Abstract

Abstract. Gettier’s famous examples intended to show that knowledge cannot always be equated with justified true belief. The Gettier problem can also be considered as a problem for topological epistemic logic: If knowledge and justified belief are conceived as topological operators K and B on topological spaces (to be considered as universes of possible worlds), one may ask whether it happens that there is a proposition A such that KA ≠ A & BA or not. If this is the case, the epistemological logic defined by the topological operators K and B may be said to be non-traditional since there is for them a “Gettier proposition” where knowledge does not coincide with justified true belief. As far as we know, for the first time, this topological Gettier problem is discussed in Steinvold’s PhD dissertation (Steinsvold 2012). In Baltag, Bezhanishvili, Özgün, and Smets (2013), Steinvold’s co-derived set account is criticized since it can be easily “Gettierized”. Baltag et alii claim (without proof) that their topological account of Stalnaker’s logic KB of knowledge and belief does not have this flaw. In the following we will give some topological conditions that determine whether a topological KB model does or does not cope with the Gettier challenge. First, it will be shown that every KB model defines a (topologically slightly simplified) model that is rather similar to it but a is a model of traditional JTB (knowledge = justified true belief) logic of knowledge and belief. The existence of such doppelgangers of all KB models may be read as a qualified and partial topological rehabilitation of traditional JTB epistemology.
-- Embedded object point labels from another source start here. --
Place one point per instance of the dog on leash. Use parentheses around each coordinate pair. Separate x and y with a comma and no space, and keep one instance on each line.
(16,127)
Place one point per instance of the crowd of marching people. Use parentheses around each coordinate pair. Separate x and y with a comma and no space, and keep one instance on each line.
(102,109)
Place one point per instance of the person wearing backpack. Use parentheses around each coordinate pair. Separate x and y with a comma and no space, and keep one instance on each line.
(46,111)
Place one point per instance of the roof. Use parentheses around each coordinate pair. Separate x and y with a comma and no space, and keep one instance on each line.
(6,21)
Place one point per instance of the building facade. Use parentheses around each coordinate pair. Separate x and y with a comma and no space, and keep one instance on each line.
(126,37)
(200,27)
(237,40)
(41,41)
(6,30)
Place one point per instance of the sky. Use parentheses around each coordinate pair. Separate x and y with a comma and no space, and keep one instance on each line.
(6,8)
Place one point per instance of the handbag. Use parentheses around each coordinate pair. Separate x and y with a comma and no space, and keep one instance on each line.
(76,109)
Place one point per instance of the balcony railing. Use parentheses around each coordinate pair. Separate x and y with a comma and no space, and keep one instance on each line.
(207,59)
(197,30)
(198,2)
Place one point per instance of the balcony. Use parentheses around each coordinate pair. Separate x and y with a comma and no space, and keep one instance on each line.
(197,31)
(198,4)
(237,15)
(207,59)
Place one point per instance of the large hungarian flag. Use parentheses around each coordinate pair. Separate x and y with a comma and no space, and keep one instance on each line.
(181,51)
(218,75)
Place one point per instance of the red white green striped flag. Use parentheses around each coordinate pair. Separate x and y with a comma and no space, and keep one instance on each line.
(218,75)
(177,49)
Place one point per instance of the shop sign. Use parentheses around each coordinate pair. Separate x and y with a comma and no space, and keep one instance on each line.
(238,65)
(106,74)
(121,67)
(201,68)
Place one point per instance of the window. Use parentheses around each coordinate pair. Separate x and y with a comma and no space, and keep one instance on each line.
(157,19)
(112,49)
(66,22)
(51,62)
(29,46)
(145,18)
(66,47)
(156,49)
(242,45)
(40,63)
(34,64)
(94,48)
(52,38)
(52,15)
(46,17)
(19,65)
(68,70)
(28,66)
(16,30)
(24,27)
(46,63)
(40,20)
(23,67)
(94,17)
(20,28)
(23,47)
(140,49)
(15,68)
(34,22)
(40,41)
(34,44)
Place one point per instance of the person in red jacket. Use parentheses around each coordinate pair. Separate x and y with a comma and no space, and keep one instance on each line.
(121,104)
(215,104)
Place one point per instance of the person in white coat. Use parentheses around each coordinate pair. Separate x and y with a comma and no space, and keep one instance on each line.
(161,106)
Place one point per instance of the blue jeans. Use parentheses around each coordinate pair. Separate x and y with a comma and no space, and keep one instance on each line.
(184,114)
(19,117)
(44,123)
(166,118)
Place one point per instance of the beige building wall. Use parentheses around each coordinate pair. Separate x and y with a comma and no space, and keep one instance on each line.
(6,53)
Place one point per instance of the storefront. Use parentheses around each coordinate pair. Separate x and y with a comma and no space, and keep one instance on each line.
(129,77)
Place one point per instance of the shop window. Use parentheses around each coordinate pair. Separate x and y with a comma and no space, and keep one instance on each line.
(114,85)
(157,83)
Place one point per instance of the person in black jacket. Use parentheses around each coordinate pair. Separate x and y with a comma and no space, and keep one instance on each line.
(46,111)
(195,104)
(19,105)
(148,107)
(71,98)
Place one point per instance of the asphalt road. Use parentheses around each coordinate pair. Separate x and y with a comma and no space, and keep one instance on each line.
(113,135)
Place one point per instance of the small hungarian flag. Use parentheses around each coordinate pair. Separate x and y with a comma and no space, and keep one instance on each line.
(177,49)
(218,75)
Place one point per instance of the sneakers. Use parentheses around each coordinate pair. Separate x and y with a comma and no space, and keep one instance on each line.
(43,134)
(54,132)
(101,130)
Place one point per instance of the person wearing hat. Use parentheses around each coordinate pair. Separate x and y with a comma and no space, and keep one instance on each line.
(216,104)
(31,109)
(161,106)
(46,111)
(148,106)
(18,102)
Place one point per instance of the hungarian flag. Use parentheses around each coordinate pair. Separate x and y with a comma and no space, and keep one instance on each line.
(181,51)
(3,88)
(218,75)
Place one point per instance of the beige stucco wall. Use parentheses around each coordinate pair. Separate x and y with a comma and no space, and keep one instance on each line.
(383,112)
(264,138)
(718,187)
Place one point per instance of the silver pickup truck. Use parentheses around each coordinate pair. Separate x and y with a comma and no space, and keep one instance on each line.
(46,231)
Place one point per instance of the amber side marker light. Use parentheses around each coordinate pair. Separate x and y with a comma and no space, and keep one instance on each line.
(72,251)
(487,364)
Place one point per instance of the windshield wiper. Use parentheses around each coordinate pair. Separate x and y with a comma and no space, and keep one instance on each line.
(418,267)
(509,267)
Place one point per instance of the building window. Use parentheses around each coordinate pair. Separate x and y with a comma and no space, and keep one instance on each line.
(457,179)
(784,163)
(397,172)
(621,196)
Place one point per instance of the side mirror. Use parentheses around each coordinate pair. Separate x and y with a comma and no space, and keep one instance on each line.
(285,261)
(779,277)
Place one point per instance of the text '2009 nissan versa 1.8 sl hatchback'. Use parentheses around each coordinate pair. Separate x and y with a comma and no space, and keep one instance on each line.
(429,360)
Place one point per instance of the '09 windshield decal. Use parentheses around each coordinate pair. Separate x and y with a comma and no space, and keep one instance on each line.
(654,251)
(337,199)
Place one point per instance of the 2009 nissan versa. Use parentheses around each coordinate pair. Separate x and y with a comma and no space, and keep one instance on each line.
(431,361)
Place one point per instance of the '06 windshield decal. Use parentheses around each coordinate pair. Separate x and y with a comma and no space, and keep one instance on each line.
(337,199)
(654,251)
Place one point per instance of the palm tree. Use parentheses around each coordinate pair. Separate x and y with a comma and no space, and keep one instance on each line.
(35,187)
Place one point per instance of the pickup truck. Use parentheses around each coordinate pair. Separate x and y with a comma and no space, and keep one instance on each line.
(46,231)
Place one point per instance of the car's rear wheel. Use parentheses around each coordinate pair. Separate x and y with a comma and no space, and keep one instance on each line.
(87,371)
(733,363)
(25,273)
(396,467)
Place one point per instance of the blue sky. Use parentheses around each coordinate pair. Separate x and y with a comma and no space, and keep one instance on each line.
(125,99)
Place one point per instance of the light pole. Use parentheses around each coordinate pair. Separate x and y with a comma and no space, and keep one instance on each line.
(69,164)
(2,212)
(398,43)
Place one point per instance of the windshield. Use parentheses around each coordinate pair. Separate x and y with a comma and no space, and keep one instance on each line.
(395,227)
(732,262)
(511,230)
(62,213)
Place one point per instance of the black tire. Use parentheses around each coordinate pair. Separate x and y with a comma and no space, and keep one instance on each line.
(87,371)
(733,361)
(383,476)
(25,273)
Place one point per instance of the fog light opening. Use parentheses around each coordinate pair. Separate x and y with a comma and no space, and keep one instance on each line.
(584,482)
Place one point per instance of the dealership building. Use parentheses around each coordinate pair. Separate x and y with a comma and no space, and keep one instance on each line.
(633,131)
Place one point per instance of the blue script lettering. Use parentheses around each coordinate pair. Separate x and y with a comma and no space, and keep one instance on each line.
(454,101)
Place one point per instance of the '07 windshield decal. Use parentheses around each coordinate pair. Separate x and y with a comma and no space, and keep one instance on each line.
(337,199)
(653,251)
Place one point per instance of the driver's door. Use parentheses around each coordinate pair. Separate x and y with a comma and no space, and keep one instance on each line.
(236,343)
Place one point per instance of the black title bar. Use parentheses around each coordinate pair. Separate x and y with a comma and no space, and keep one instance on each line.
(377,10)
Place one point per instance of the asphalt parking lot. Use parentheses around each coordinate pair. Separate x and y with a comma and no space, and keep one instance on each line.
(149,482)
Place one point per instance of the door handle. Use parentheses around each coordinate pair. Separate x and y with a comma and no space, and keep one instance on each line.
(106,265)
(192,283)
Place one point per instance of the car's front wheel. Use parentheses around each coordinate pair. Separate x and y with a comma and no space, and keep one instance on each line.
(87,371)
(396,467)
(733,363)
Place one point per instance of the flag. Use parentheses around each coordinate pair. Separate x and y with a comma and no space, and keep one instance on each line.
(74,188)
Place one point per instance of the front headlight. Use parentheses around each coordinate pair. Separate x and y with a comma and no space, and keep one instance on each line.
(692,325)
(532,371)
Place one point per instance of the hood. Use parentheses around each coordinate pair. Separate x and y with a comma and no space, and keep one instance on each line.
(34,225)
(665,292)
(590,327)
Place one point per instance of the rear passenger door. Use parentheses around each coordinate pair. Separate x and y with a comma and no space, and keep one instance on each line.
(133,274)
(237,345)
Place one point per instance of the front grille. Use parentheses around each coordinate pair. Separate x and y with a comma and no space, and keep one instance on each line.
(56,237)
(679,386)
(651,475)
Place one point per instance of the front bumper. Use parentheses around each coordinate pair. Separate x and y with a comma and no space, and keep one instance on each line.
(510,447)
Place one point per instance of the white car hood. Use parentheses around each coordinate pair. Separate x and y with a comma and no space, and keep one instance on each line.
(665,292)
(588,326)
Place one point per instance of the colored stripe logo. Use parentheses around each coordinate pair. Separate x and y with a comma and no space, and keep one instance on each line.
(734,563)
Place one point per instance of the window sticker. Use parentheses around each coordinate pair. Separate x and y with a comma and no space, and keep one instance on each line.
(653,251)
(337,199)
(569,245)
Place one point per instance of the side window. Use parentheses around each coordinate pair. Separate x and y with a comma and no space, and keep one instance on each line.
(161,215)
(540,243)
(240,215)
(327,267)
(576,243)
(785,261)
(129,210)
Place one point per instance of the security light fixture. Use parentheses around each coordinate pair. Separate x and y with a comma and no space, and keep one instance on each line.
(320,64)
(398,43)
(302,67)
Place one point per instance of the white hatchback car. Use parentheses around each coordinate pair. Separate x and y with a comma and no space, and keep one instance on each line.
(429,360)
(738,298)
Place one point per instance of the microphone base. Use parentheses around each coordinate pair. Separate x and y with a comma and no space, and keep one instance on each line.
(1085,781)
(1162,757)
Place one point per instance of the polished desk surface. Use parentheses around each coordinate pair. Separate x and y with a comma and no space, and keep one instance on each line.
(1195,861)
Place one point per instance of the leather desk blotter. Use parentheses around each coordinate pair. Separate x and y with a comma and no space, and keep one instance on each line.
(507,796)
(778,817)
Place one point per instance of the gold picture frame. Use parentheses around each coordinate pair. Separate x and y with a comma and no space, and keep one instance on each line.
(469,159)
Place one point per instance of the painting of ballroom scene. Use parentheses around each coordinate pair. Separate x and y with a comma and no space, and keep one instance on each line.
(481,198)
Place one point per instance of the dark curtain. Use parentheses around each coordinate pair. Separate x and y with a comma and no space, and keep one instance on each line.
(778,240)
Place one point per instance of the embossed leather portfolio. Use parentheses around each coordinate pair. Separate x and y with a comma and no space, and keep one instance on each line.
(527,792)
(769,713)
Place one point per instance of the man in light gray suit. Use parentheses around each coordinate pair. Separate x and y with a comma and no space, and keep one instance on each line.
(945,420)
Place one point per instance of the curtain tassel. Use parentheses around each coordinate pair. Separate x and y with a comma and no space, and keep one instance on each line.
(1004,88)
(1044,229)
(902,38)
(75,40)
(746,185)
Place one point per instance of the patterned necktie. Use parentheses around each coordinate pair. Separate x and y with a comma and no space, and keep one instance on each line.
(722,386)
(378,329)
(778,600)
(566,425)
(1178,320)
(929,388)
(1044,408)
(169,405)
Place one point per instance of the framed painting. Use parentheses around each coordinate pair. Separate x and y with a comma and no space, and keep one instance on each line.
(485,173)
Second, we consider the Gettier problem for a special class of models of Stalnaker’s combined logic of knowledge and belief KB, namely, for T0 Alexandroff spaces. We prove that, that almost all Alexandroff spaces do not face Gettier counterexamples. Third, we prove that the Stone spaces of Boolean algebras of regular closed subsets of Hausdorff (or T2) spaces X do not face Gettier counterexamples if the X are not pseu–docompact, and these Stone spaces do face Gettier counterexamples for compact spaces X. Succinctly formulated, Stalnaker’s KB logic of knowledge and belief can avoid Gettier problems for some models, while it falls back to traditional pre-Gettier JTB epistemology for other models. In contrast, co-derived set semantics is doomed to fail always in the sense that its models always fall prey to Gettier counterexamples.